Someone sent me a link to this Washington Post article about an experiment where Joshua Bell, ‘one of the world’s greatest musicians’, played his Stradivarius in Washington DC metro station during the morning rush hour. The gist of the article is that most people ignored him, even though people had paid $100 to hear him play sell out concerts the week before. The article is interesting because it raises lots of questions about how we perceive excellence, about when we’re ready to be attentive to art and about how the experience of being ignored can undermine even the most brilliant performers!
There’s also a question about what pearls we miss when we’re not attentive, when we’re busy and ‘focused’. I guess I’m also curious about the beauty that’s available for discovery in unexpected places.
Having just toured Casadh Arís in Baile Bhúirne, in a secondary school in An RInn, and in a new theatre space in An Daingean, I’d love to make work that’s an unexpected delight. Because people in rural areas in Ireland don’t see contemporary work so often, the nature of it is unexpected to them, perhaps a little puzzling. But the response to Casadh Arís has been positive, generous, inquisitive and eager. And that delights me.

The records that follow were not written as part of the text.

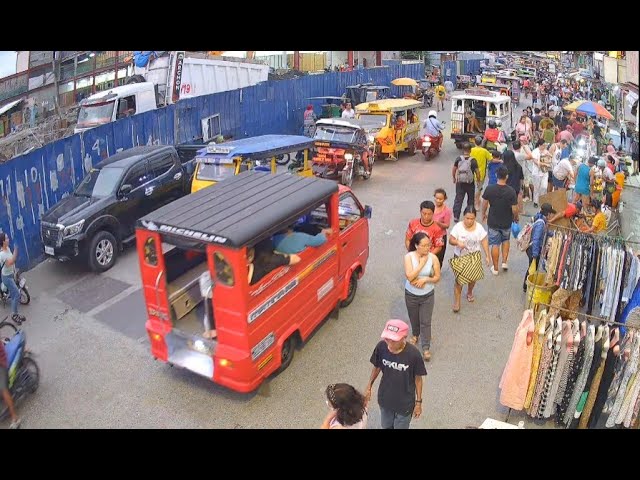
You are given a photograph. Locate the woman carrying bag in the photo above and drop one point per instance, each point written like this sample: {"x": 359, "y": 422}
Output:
{"x": 468, "y": 237}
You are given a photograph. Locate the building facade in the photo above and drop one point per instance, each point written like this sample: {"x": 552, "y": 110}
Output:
{"x": 44, "y": 76}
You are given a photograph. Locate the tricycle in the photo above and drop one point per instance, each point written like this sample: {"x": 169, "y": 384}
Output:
{"x": 342, "y": 151}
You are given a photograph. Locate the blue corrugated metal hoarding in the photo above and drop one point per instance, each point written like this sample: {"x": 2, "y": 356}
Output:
{"x": 472, "y": 67}
{"x": 450, "y": 70}
{"x": 31, "y": 184}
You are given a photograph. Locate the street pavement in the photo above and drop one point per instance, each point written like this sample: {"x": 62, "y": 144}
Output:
{"x": 87, "y": 332}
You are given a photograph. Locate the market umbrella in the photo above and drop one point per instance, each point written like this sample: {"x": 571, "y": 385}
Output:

This aspiration to be an unexpected delight does betray something about me and about how I see my work. I don’t see it as a take-it-for-granted-it’s-fabulous-extravaganza and you could say that my image of creeping into the consciousness of others rather than demanding their attention betrays a lack of confidence. But there is also a kind of resilience and maybe courage implied in putting my work in places where a positive reception isn’t guaranteed or accorded by context or by convention. The creeping is also a determination not to accept being kept in one place and to surprise by crossing boundaries – stealthily but inexorably.